InterContinental Hotels Group calls an £80 million global pitch out of Carat and MPG, while the new(ish) PHD network scoops the £50 million Canon account from Mediaedge:cia and Maxus.
Then good news for Omnicom Media Group as it sees off MEC in a battle for the $1 billion global HP account. Starcom MediaVest Group bags the global BlackBerry media account.
Nokia calls a review of its £300 million media account and the incumbent, MediaCom, decides not to repitch. Mindshare wins the InterContinental business, while EDF Energy decides to review its £63 million media account in France and the UK.
Ikea fires the gun on a £300 million review of its global media. It is looking to consolidate, with the bulk of the business split between Mediaedge:cia and MediaCom.
Meanwhile, on the home front, Lloyds Banking Group calls a pitch for its £80 million UK account, intending to consolidate into one agency.
The action really hots up when the FMCG giant Reckitt Benckiser begins an £800 million global review process. It might maintain its market-by-market relationships; on the other hand, it may consolidate the business. Not to be outdone, the French dairy company Danone launches into a £300 million global review process, which involves all agencies in local markets. MEC defends the £25 million UK business.

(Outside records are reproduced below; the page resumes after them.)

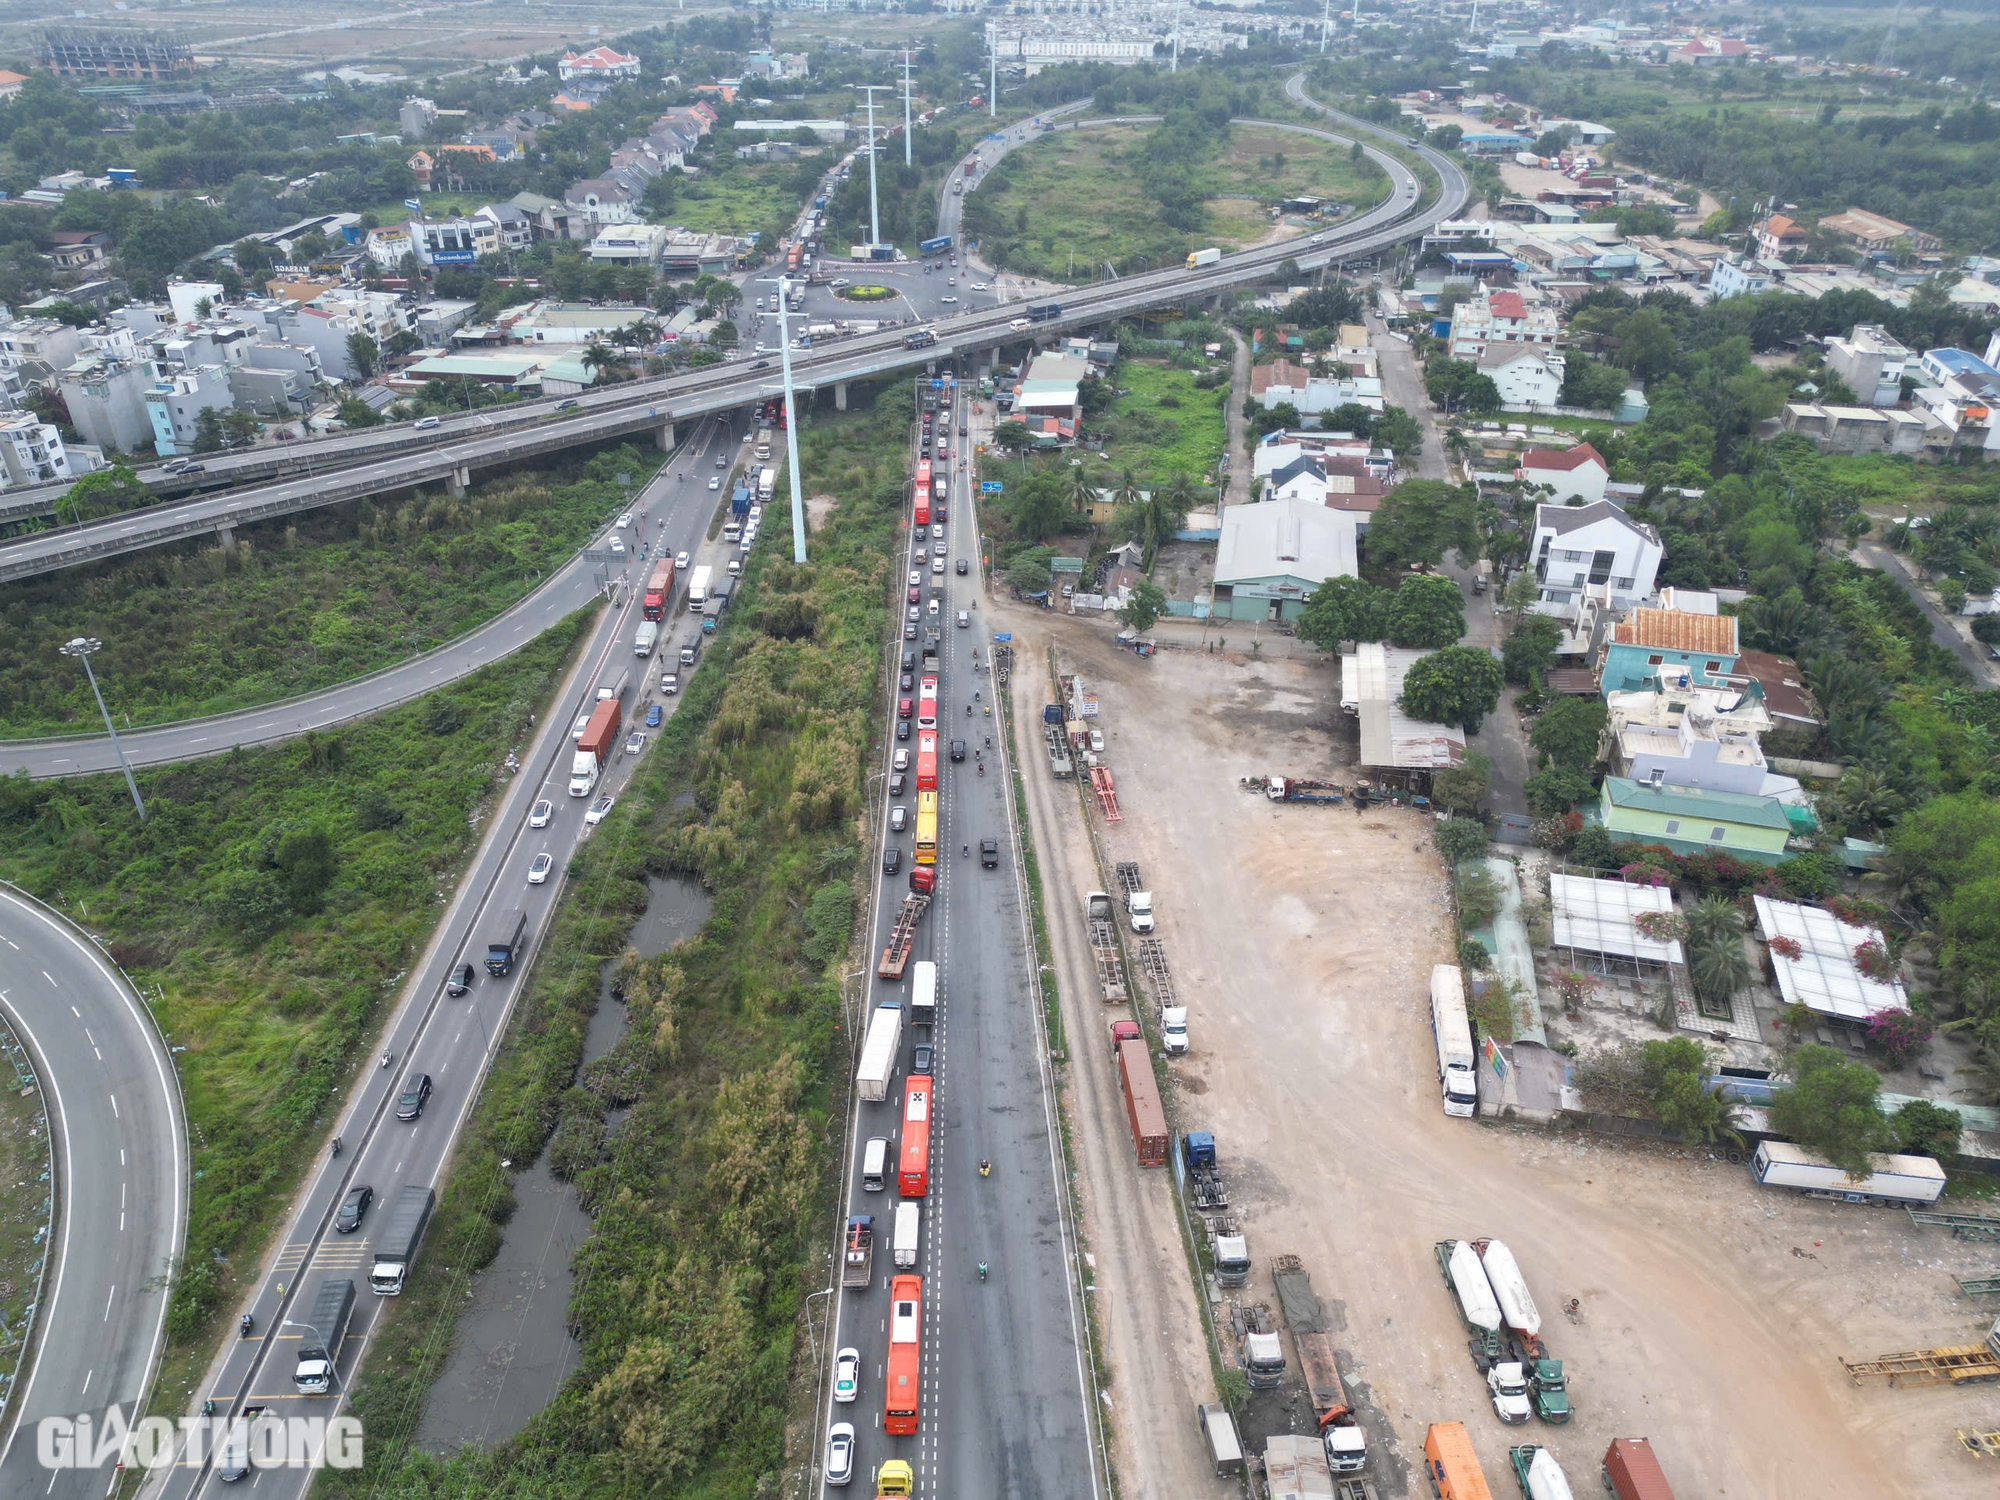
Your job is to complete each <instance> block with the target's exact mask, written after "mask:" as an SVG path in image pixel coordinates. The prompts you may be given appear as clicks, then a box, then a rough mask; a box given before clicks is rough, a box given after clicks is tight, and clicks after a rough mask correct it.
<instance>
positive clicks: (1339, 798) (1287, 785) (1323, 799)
mask: <svg viewBox="0 0 2000 1500" xmlns="http://www.w3.org/2000/svg"><path fill="white" fill-rule="evenodd" d="M1264 796H1268V798H1270V800H1272V802H1322V804H1326V802H1342V800H1346V788H1344V786H1340V784H1336V782H1316V780H1310V778H1306V776H1266V778H1264Z"/></svg>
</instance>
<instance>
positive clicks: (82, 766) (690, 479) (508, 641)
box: [0, 418, 744, 776]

OMD lands the £72 million international Sony PlayStation account and Gucci Group calls an international media review.
Nokia's review ends with Carat winning the account and Starcom MediaVest Group nets the £50 million Royal Sun Alliance global account.
There's no sign of a high summer slowdown as Hyundai-Kia launches a $1 billion global consolidation process and Kraft conducts a market-by-market review of its £300 million business. Axa appoints MPG to handle its £150 million account after a consolidation contest against Mindshare.
Then comes the big one as Unilever kicks off a review of its £3 billion global media account. Mindshare has around 70 per cent of the business.
The largest account in the UK, the £211 million COI business, is also up for pitch. Then news emerges that General Motors is conducting a statutory review of its European media account, which is held by Carat.
OMD pulls off a coup by landing the £800 million global Vodafone account after a pitch against WPP's Group M and Carat. Aviva calls a pitch for its international media. The bulk of the spend is focused on the UK, where OMD UK has the account.
The dairy group Lactalis calls a review of its £150 million media business, while, in the UK, MEC lands the £80 million Lloyds business.
The brewer Carlsberg calls a review of its media needs across 20 or so markets, while the fashion house Burberry also puts its global media business up for pitch.
The madness continues when Coty, which just months earlier had reappointed OMD UK as part of a review of local markets, opts to review again - this time on a global basis.